To address blood flow, researchers built a device that fits on a single square-inch chip, consisting of two stacked chambers separated by a thin and flexible membrane.
The bottom contains air while the top contains a flowing fluid similar in mechanical properties to blood.
Inside the fluid-filled chamber on top of the membrane, the researchers grow endothelial cells—the cells that line the inside of blood vessels.
The researchers pump air into the bottom chamber, so the membrane stretches like a balloon and forms a bubble that blocks the fluid flow. This process simulates the narrowing of a vessel.
The fluid-filled chamber constricts, causing the fluid to flow faster in some regions and slower in others.

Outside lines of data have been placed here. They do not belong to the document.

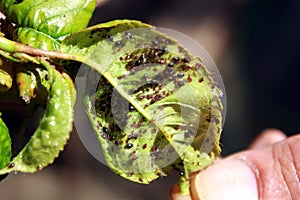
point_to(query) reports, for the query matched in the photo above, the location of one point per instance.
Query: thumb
(268, 173)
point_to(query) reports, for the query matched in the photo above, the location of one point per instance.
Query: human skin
(268, 170)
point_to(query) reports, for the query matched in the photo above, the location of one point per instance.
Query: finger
(267, 137)
(270, 173)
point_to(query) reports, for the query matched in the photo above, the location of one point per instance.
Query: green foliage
(5, 147)
(156, 107)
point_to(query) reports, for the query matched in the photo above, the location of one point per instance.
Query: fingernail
(229, 179)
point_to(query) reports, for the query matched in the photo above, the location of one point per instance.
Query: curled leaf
(54, 129)
(156, 106)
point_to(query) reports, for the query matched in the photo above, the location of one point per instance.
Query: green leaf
(54, 129)
(5, 147)
(52, 17)
(6, 74)
(156, 106)
(37, 39)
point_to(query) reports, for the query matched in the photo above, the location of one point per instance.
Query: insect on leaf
(156, 106)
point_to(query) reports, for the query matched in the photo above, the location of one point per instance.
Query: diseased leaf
(6, 74)
(53, 17)
(37, 39)
(53, 131)
(156, 107)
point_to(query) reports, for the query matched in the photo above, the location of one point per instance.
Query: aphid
(171, 64)
(119, 43)
(105, 130)
(180, 75)
(176, 59)
(110, 38)
(154, 43)
(128, 35)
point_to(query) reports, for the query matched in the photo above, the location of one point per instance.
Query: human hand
(268, 170)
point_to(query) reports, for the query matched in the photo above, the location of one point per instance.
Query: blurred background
(255, 45)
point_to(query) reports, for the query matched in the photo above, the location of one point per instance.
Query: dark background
(254, 43)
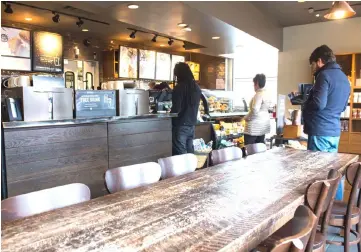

When the researchers grew the cells under continuous but slow fluid flow, endothelial cells were able to grow and express a protein called ICAM-1; this protein is associated with inflammation and is important in the development of atherosclerosis.
The researchers found that when they replaced the cell culture media with human blood, more immune cells called monocytes bound to the endothelial cells in low-flow regions.
Monocytes are mainly responsible for the accumulation of lipids, which eventually develop into the plaque that causes atherosclerosis.
These results on a chip are consistent with the widely accepted picture of the disease. Disturbed blood flow in constricted vessels promotes vascular inflammation, which encourages the recruitment of monocytes to help create plaques.